A solution that’s unique to the problem and obvious in hindsight.
The advice we all get as designers is:
Go. Talk to your users.
This is an advice a good designer should never ignore. The caveat to the advice (nobody tells us this) is: Would your users ever posit the best solutions to their own problems?
By way of an example: Ask teens – what’s the best way to share their daily life journal on mobile? This is where design gets hard and inventing something new takes longer than expected. Probably the reason why our design processes turn out to be ineffectual is; is that we are told to ‘solve problems’. An obvious question is how much of our design work involves actual solutions. Probably the most dangerous thing about the statement – ‘find solutions to a problem’ is that it enables our tendency to focus on solutions; to get lost in data-driven solutions, instead of paying attention to what is going on in front of us. The focus is on finding solutions instead of defining the problem. The why what, how and endless other hard questions we need to ask ourselves and our users to understand a problem.
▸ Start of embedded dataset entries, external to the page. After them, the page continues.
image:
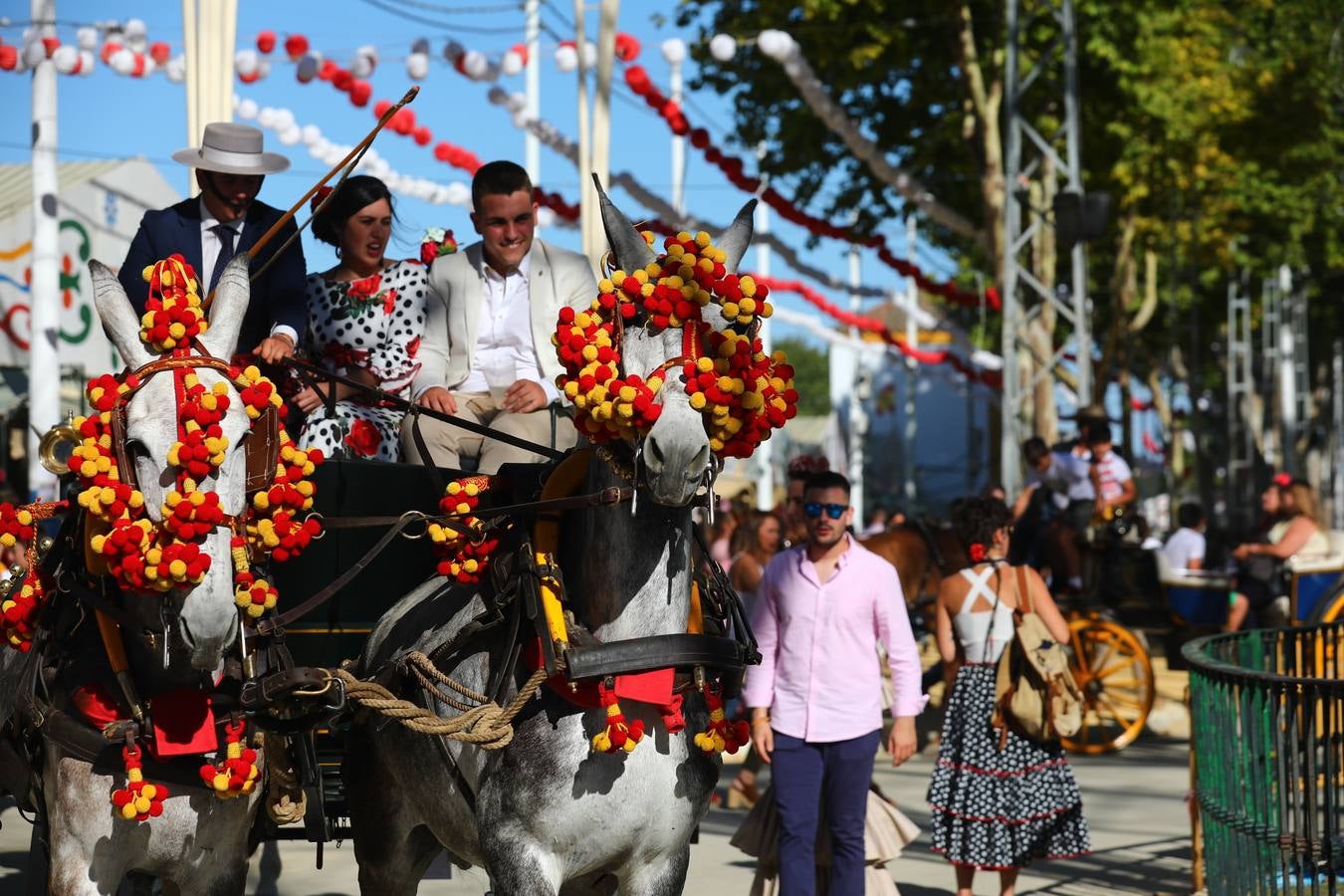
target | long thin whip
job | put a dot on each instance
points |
(344, 166)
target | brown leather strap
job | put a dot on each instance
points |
(1023, 591)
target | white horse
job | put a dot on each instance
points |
(546, 814)
(199, 844)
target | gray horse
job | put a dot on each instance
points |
(199, 844)
(546, 814)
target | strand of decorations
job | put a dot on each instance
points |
(721, 735)
(237, 774)
(886, 335)
(618, 735)
(552, 135)
(138, 799)
(148, 558)
(733, 168)
(405, 123)
(742, 394)
(24, 599)
(464, 549)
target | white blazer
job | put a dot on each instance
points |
(557, 277)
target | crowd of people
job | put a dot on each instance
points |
(469, 335)
(465, 335)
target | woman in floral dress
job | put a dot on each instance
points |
(998, 804)
(365, 318)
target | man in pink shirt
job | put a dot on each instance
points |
(816, 697)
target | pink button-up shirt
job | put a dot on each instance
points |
(818, 669)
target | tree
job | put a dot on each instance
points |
(1216, 127)
(810, 375)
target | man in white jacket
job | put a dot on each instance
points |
(487, 350)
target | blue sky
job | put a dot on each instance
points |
(111, 115)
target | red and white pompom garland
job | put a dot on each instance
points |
(742, 392)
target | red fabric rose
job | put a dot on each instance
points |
(365, 288)
(363, 438)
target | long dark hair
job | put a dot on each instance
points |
(975, 520)
(356, 192)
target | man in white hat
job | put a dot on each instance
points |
(226, 219)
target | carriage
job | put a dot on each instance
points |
(554, 608)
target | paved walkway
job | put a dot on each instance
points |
(1135, 803)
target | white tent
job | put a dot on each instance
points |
(100, 206)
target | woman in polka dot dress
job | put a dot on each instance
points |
(365, 318)
(995, 807)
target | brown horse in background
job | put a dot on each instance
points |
(922, 554)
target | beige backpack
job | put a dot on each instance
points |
(1035, 692)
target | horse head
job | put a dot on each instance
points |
(676, 452)
(206, 615)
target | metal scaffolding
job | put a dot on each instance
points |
(1036, 74)
(1240, 388)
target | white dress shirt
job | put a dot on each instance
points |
(504, 334)
(210, 247)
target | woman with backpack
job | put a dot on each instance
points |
(999, 799)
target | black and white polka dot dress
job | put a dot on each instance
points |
(995, 808)
(373, 324)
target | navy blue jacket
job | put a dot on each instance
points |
(277, 296)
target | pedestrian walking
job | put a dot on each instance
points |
(998, 803)
(816, 697)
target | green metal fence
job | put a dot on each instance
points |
(1267, 734)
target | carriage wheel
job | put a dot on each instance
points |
(1114, 673)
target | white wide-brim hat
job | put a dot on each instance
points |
(231, 149)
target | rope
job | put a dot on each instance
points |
(487, 724)
(285, 799)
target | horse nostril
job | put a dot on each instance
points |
(655, 452)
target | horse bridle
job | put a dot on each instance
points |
(262, 442)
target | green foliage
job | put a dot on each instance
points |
(810, 375)
(1217, 127)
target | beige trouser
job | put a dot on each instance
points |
(448, 443)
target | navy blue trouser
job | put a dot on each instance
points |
(806, 777)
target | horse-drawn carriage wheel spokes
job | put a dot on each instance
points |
(1116, 708)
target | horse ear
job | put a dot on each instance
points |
(118, 318)
(736, 239)
(630, 250)
(229, 308)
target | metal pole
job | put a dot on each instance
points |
(678, 149)
(531, 145)
(1287, 373)
(907, 456)
(229, 31)
(602, 111)
(1337, 435)
(765, 460)
(191, 58)
(43, 356)
(857, 414)
(1082, 326)
(587, 199)
(1009, 472)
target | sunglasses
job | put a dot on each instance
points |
(833, 511)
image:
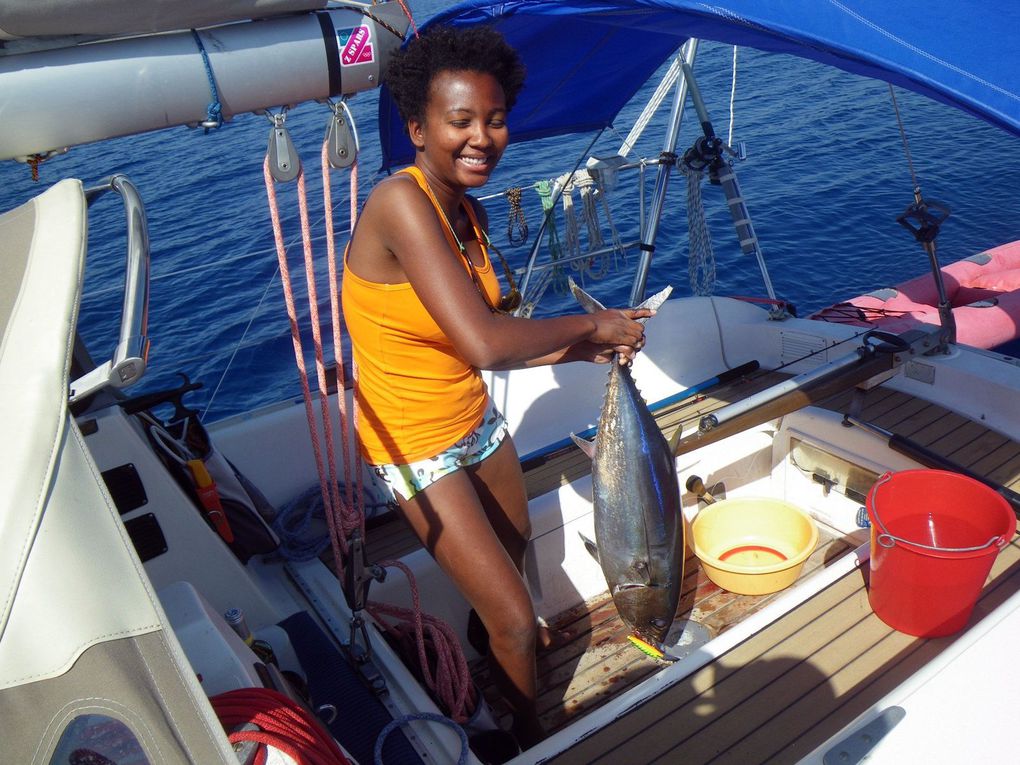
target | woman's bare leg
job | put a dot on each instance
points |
(481, 549)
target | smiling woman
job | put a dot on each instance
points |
(420, 301)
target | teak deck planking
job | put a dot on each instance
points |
(802, 660)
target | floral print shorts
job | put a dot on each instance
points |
(410, 478)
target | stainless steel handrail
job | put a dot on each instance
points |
(129, 361)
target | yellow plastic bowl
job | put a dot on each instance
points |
(753, 546)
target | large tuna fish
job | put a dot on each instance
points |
(638, 525)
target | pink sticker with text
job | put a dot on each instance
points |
(355, 46)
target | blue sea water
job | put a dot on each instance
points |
(825, 177)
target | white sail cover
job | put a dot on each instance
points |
(27, 18)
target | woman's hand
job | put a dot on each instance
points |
(618, 326)
(616, 335)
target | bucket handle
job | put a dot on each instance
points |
(888, 541)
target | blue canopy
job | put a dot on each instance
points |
(587, 58)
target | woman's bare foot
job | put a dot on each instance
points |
(550, 639)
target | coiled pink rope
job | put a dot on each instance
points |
(452, 682)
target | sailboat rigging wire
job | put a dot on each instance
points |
(239, 345)
(701, 262)
(547, 218)
(665, 86)
(732, 99)
(906, 143)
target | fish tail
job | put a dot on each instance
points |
(592, 305)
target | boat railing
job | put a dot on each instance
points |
(130, 357)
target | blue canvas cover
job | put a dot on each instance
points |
(587, 58)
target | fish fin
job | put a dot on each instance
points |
(584, 445)
(590, 304)
(674, 440)
(592, 548)
(647, 647)
(656, 301)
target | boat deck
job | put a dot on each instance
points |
(796, 682)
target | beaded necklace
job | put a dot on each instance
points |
(509, 301)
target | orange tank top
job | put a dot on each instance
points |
(416, 396)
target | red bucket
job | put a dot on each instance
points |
(934, 536)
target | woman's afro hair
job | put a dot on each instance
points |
(410, 71)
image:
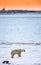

Learning to use a design tool isn’t hard. What’s hard is ‘learning how to think’. Learning how to find umpteen ways of looking at the problem. It takes real will and effort to understand the nuances of a problem that everybody else ignores. Snapchat, by way of an example, got to the right problem and solved it with their Stories product. The inability to tell our story to friends in a chronological (beginning, middle and end) on a continuum which happens to be the default way of storytelling. Any level of data of users sharing on a social feed would have not helped to invent stories. All it took was reframing the fundamental problem in a nuanced manner: how do humans tell stories?
On one level, I believe, designers know this already. The whole trick is keeping this in mind all the time. Perhaps then, we could design stuff. Stuff that’s new, trendy or whatever you wanna call it.